International Journal of Applied Finance For Non-Financial Managers (ISSN: 1742-528X) Volume 1 Issue 3
Key words: Corporate Governance, London Stock Exchange, Cadbury Report, Hampel Report, Financial Services Authority.
In recent years much debate has centred on corporate governance. The modus operandi of the United Kingdom 's form of corporate governance is more of reactive than proactive. This reactive stance has serious repercussions for the London Stock Exchange (LSE) as it hosts the listing platform for public companies and the FTSE100. It is thus essential for the LSE that corporate governance procedures work as it needs to ensure that the investor has confidence and trust in it's listings. A weak corporate governance system coupled with corporate malfeasances from the Exchange's members inevitably fails to instil investor confidence. The LSE needs to convince its existing clientele and would be investors that it can run its affairs with proper conduct and integrity. A nervous investor is unhealthy for any business system. The LSE is one of the leading stock exchange markets in the world and is the financial nerve centre of the United Kingdom as it forms the very nucleus of the ‘square mile'. According to the LSE it ‘serves to ensure that orderly markets are in place through rules, guidance and monitoring of trading and market activity and the exchange's primary aim is to provide issuers, intermediaries and investors with attractive well regulated markets in which to raise capital and fulfil investment and trading requirements' (www.londonstockexchange.com).

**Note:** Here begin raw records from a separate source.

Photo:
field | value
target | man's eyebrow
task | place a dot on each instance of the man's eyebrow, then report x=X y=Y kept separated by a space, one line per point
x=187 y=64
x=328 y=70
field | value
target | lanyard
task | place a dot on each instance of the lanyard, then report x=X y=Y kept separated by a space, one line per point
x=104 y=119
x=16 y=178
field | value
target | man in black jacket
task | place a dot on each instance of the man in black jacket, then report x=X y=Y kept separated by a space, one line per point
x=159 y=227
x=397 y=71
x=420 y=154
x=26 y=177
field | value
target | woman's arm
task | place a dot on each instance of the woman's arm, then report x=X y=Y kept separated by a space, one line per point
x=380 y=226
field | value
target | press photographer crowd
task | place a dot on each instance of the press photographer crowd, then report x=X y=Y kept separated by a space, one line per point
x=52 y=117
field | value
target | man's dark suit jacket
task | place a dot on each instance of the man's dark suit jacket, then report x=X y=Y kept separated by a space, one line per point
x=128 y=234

This paper aims to highlight the impact of corporate governance upon the LSE. This paper will be split into three sections. First this short paper outlines the history of the LSE and identifies embryonic corporate governance procedure. In this way the paper uncovers factors in the present LSE that can be traced to its inception in terms of governance procedures and fair trading. Second, it provides a definition of corporate governance and investigates change to procedures in the late twentieth century. Finally, through an analysis of the on going reports relating to corporate governance and interactions between the LSE and Financial Services Authority (FSA) the historical nature of the relationship between the LSE and corporate governance is made explicit.